A laugh scraped out of Bihan’s throat. “Supervision. You mean a jailer.”
“I mean a teacher.” Liu Kang gestured, and Kung Lao stepped forward from a shimmer in the air, hat tilted, expression unreadable. “Kung Lao will oversee your training.”
Kung Lao studied the broken man before him. He’d heard the stories. The Grandmaster of the Lin Kuei. The monster who’d slaughtered countless warriors. But what he saw now was a hollow thing, a shell scraped clean of purpose.
“Get up,” Kung Lao said.
Bihan’s gaze lifted slowly. No fight in those eyes, just exhaustion.
“I said get up.” Kung Lao extended his hand. “We don’t leave anyone behind. Not even you.”
For a long moment, Bihan stared at that hand. Then, with the grinding slowness of an ancient glacier, he reached up and took it. His fingers were cold enough to burn.
Kung Lao pulled him to his feet and didn’t let go.
The Wu Shi Academy was everything Bihan had forgotten the world could be. Warm stone, the smell of blooming jasmine, the distant sound of wooden swords clashing in the courtyard. He stood at the entrance like a man who’d never seen sunlight, squinting against the gold.
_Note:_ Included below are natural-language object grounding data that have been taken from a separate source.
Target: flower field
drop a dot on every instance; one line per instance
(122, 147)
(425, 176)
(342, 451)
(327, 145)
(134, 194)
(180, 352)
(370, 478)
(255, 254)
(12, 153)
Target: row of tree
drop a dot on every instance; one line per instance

Students stopped to stare. Whispers followed him like flies.
And then Kuai Liang stepped into his path.
“No.” The word was a blade. Kuai Liang’s eyes were fire, his fists already crackling with frost. “Absolutely not. You bring him here?”
“He’s under my protection,” Liu Kang said calmly.
“He murdered our clan. He murdered you.” Kuai Liang’s voice broke on the last word. “He’s a monster.”
Bihan said nothing. He had no defense. Every accusation was true.
Kung Lao stepped between them, his body blocking Kuai Liang’s line of sight. “That’s enough. Whatever he was, he’s here now on the Fire God’s orders. You want to argue, take it up with Liu Kang.”
“You defend him?” Kuai Liang’s voice dripped with disgust.
“I’m doing my job.” Kung Lao’s voice was steady, but Bihan saw the tension in his shoulders. “Step aside, Kuai Liang.”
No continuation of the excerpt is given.